UN raises its global growth forecast for this year to 2.3%.

UN raises its global growth forecast for this year to 2.3%.

The UN on Tuesday revised upward its forecasts for the world economy and now expects a 2.3% growth for this year thanks to better prospects in the United States, Europe and China.

The organization improved by four tenths its estimate compared to the one it had published in January, but worsened by two tenths its forecast for 2024, when it expects the world to grow by 2.5%.

The United Nations, in a report, attributed the 2023 revision mainly to the resilience of U.S. household spending.The European Union (EU) has seen improvements in consumption and lower gas prices, and China’s growth has been boosted by the lifting of restrictions imposed by covid-19.

As a positive element, the organization highlights above all the strength demonstrated by the labor market in the developed economies, with high employment rates in the United States and Europe and wage improvements in many places.
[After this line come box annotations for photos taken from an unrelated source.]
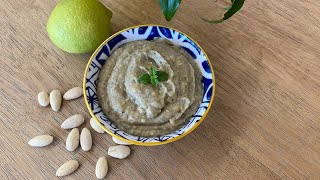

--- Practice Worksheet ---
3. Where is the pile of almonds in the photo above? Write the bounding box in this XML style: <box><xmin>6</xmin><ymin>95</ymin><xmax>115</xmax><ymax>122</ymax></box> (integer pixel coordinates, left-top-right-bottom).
<box><xmin>28</xmin><ymin>87</ymin><xmax>130</xmax><ymax>179</ymax></box>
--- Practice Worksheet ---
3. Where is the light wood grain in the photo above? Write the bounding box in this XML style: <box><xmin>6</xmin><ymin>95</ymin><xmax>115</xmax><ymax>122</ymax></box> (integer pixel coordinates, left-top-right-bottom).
<box><xmin>0</xmin><ymin>0</ymin><xmax>320</xmax><ymax>180</ymax></box>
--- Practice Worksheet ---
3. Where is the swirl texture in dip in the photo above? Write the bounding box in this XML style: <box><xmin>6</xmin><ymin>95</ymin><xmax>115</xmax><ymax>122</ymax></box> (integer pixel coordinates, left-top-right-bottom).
<box><xmin>97</xmin><ymin>40</ymin><xmax>203</xmax><ymax>137</ymax></box>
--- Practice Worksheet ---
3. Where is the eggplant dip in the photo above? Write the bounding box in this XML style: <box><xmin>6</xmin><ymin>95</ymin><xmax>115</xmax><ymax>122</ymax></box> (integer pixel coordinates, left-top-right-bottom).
<box><xmin>97</xmin><ymin>39</ymin><xmax>203</xmax><ymax>137</ymax></box>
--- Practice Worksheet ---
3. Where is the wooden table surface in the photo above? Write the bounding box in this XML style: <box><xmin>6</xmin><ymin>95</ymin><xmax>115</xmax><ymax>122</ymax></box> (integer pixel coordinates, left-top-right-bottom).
<box><xmin>0</xmin><ymin>0</ymin><xmax>320</xmax><ymax>180</ymax></box>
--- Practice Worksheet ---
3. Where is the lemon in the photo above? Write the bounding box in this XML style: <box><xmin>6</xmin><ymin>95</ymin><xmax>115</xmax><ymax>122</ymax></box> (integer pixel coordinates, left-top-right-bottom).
<box><xmin>47</xmin><ymin>0</ymin><xmax>112</xmax><ymax>53</ymax></box>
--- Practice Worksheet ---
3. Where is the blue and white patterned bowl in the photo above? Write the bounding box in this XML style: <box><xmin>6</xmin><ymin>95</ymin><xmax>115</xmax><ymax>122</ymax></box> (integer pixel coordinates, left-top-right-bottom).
<box><xmin>83</xmin><ymin>25</ymin><xmax>215</xmax><ymax>146</ymax></box>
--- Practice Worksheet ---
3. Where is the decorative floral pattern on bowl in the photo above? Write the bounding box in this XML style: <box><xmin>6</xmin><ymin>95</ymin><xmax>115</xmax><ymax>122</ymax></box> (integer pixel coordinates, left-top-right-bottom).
<box><xmin>83</xmin><ymin>25</ymin><xmax>215</xmax><ymax>146</ymax></box>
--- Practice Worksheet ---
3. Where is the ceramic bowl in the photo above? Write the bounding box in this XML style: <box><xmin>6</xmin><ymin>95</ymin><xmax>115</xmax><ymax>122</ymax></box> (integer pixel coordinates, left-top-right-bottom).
<box><xmin>83</xmin><ymin>25</ymin><xmax>215</xmax><ymax>146</ymax></box>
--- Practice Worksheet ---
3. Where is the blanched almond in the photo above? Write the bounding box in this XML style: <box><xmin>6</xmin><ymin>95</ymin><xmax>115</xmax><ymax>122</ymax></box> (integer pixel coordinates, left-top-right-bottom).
<box><xmin>61</xmin><ymin>114</ymin><xmax>84</xmax><ymax>129</ymax></box>
<box><xmin>56</xmin><ymin>160</ymin><xmax>79</xmax><ymax>177</ymax></box>
<box><xmin>63</xmin><ymin>87</ymin><xmax>83</xmax><ymax>100</ymax></box>
<box><xmin>112</xmin><ymin>136</ymin><xmax>131</xmax><ymax>145</ymax></box>
<box><xmin>66</xmin><ymin>128</ymin><xmax>80</xmax><ymax>151</ymax></box>
<box><xmin>38</xmin><ymin>91</ymin><xmax>50</xmax><ymax>107</ymax></box>
<box><xmin>28</xmin><ymin>134</ymin><xmax>53</xmax><ymax>147</ymax></box>
<box><xmin>80</xmin><ymin>128</ymin><xmax>92</xmax><ymax>151</ymax></box>
<box><xmin>90</xmin><ymin>118</ymin><xmax>106</xmax><ymax>134</ymax></box>
<box><xmin>50</xmin><ymin>90</ymin><xmax>62</xmax><ymax>111</ymax></box>
<box><xmin>96</xmin><ymin>157</ymin><xmax>108</xmax><ymax>179</ymax></box>
<box><xmin>108</xmin><ymin>145</ymin><xmax>130</xmax><ymax>159</ymax></box>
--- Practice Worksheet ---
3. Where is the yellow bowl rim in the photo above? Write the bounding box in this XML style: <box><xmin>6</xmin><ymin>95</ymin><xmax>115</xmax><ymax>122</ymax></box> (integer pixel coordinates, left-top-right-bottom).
<box><xmin>83</xmin><ymin>24</ymin><xmax>216</xmax><ymax>146</ymax></box>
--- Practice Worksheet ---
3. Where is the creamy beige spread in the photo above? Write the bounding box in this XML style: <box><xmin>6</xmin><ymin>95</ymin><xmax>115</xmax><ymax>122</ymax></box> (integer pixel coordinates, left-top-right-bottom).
<box><xmin>97</xmin><ymin>40</ymin><xmax>203</xmax><ymax>137</ymax></box>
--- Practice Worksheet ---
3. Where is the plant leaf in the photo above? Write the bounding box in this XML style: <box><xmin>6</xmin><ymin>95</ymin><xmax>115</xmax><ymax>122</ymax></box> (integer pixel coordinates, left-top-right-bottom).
<box><xmin>156</xmin><ymin>71</ymin><xmax>169</xmax><ymax>82</ymax></box>
<box><xmin>159</xmin><ymin>0</ymin><xmax>181</xmax><ymax>21</ymax></box>
<box><xmin>150</xmin><ymin>66</ymin><xmax>156</xmax><ymax>76</ymax></box>
<box><xmin>138</xmin><ymin>74</ymin><xmax>151</xmax><ymax>84</ymax></box>
<box><xmin>201</xmin><ymin>0</ymin><xmax>245</xmax><ymax>24</ymax></box>
<box><xmin>150</xmin><ymin>76</ymin><xmax>159</xmax><ymax>86</ymax></box>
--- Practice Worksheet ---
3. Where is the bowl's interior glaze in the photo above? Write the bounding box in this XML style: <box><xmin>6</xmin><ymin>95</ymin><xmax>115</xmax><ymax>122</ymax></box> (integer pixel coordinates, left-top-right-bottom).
<box><xmin>83</xmin><ymin>25</ymin><xmax>215</xmax><ymax>145</ymax></box>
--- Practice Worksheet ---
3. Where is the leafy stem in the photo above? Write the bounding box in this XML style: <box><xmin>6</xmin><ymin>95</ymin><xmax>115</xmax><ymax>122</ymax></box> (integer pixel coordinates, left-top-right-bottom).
<box><xmin>138</xmin><ymin>66</ymin><xmax>169</xmax><ymax>86</ymax></box>
<box><xmin>159</xmin><ymin>0</ymin><xmax>245</xmax><ymax>24</ymax></box>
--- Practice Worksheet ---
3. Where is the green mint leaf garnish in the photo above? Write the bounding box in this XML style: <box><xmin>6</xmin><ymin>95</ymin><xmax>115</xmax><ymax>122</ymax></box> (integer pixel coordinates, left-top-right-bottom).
<box><xmin>138</xmin><ymin>74</ymin><xmax>151</xmax><ymax>84</ymax></box>
<box><xmin>201</xmin><ymin>0</ymin><xmax>245</xmax><ymax>24</ymax></box>
<box><xmin>138</xmin><ymin>66</ymin><xmax>169</xmax><ymax>86</ymax></box>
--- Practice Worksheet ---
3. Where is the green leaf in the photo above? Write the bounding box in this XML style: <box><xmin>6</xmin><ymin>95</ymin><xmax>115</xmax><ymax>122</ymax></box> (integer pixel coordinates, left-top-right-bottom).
<box><xmin>156</xmin><ymin>71</ymin><xmax>169</xmax><ymax>82</ymax></box>
<box><xmin>201</xmin><ymin>0</ymin><xmax>245</xmax><ymax>24</ymax></box>
<box><xmin>138</xmin><ymin>74</ymin><xmax>151</xmax><ymax>84</ymax></box>
<box><xmin>150</xmin><ymin>76</ymin><xmax>159</xmax><ymax>86</ymax></box>
<box><xmin>150</xmin><ymin>66</ymin><xmax>156</xmax><ymax>76</ymax></box>
<box><xmin>159</xmin><ymin>0</ymin><xmax>181</xmax><ymax>21</ymax></box>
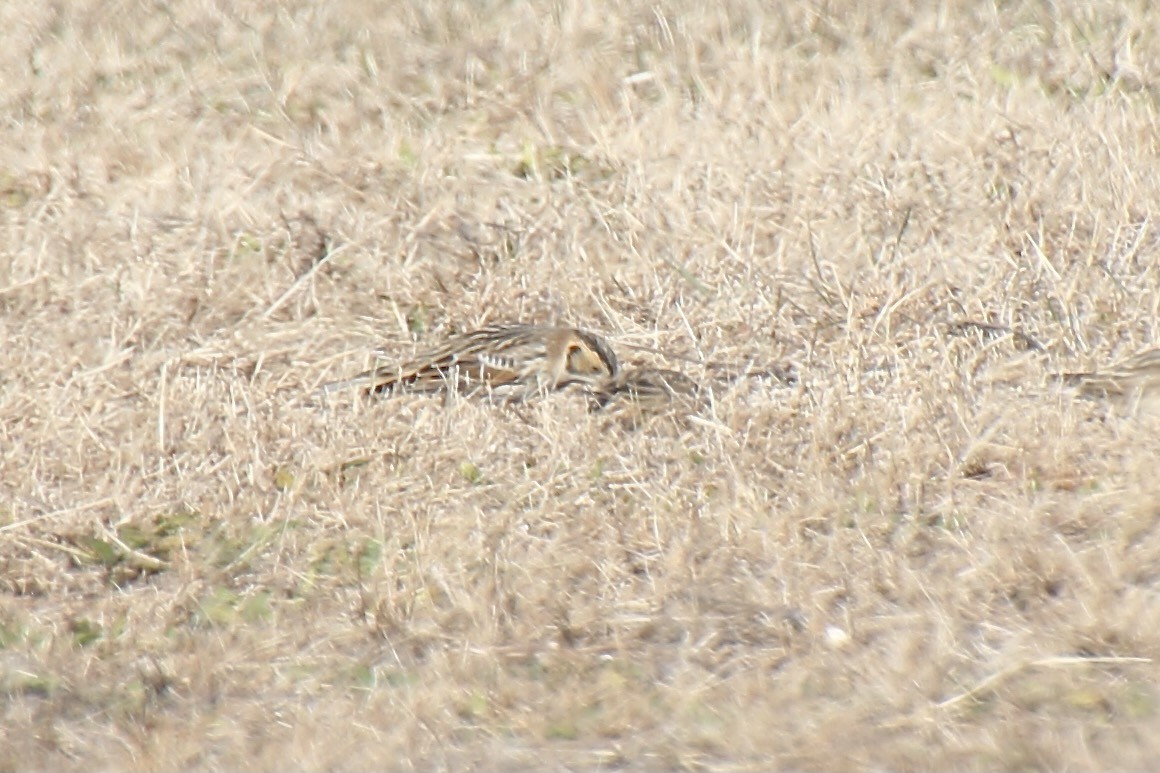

The Minister of Inclusion, Social Security and Migration, José Luis Escrivá, during the press conference following the council of ministers.

Meanwhile, he points out that precisely this situation is complicating the. work of central banks to control inflation, which remains very high in many countries, and warns that more cooperation is needed to ensure that the sharp monetary tightening being seen does not sink the economies of developing countries.

Improvements and risks in the U.S.

UN expects U.S. economy to to grow by 1.1% this year (7 tenths of a percentage point more than it forecast in January), but it also warns that in recent months it has become evident “significant fragilities”for example with the recent banking crisis and the difficulties in controlling inflation.

By the end of 2023 and early 2024 the United Nations expects a contraction as a result of foreseeable corrections in the housing market and in credit demand, which should curb spending and investment. In 2024, he expects U.S. Gross Domestic Product (GDP) to grow by 1%, seven tenths of a percentage point less than before.

A more resilient Europe than expected

In the case of Europe, the report notes that its economies “have proven to be. more resilient than expected previously” and, as a result, improves the growth forecast for this year by 7 tenths of a percentage point to 0.9%.

“Although high energy prices, persistent inflation and aggressive monetary tightening have weighed heavily on economic growth, the majority of countries have so far escaped a recession and the near-term outlook has improved,” says the document, which does not provide data broken down by country. By 2024, the UN lowered its forecast by one tenth of a percentage point. of growth in the EU, to 1.5 %.

The Minister of Social Security, José Luis Escrivá, in Congress.

In the case of the United Kingdom, the UN is still waiting for a economic contraction for this year, but less than expected, only 0.1%, and a rebound of 1.1% next year.

One of the biggest changes from the report that the United Nations had presented in January is with Russiawhereas at that time it expected a drop of 2.9%, it now expects a drop of only 0.6%.

For its part, China’s economy, one of the great engines of world growth, will grow by 5.3% this year (up 5 tenths) and by 4.5% next year (unchanged) thanks to the recovery in consumption and investment following the end of many of the emergency measures put in place during the pandemic.

No change in Latin America

In Latin America and the Caribbean, the UN maintains its forecast of 1.4% growth this year and revises by one tenth of a percent, to 2.4%, that of 2024, considering that the slowdown it warned of in January, which particularly affects Argentina, Chile, Brazil and Colombia, has been confirmed.

Despite the fact that 2023 will be less black than the United Nations initially expected, the organization stresses that the world is facing the perspective of a prolonged period of low growth due to the effects of the pandemic, the growing impact of climate change and macroeconomic problems that remain unresolved.

This poses problems especially for regions such as Africa and Latin America, where it seems to be confirmed a long-term stagnation and where economies are not being able to facilitate the investments deemed necessary for the future.